For these immigrants, and thousands of others returned to El Salvador by the US, El Salvador's migration ministry describes the following aspects of its Bienvenido a Casa (Welcome Home) program:

During the reception process for returning Salvadorans, the following services are provided: Transportation to transportation terminals for transportation to their places of origin or residence. Medical and psychological care. Refreshments. National and international phone calls. Payment of domestic travel costs. Basic hygiene supplies. Wi-Fi for wireless devices. Other services determined according to the needs of returning Salvadorans.

Traditional news organizations like La Prensa Grafica or El Diario de Hoy regularly cover Trump's implementation of his plans for mass deportation. The Salvadoran government's newspaper, Diario El Salvador, however, does not cover the detention and removal of Salvadorans from the US, apparently as part of that government's close alliance with Trump.  
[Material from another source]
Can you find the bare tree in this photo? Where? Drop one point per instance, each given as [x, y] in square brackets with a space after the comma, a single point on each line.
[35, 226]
El Salvador is receiving many hundreds of deported persons every month, and there is a substantial pipeline of many thousands more who will probably be deported under Trump's mass deportation regime.   This means that El Salvador's economy not only needs to grow to provide jobs for all those who are currently unemployed or underemployed, but also to provide for all the deportees of working age arriving back in the country.  In addition, deportees may be in need of protection from the forces that may have caused them to flee, housing, trauma-counselling and more.       

It is a substantial burden for a country that has many other challenges to face.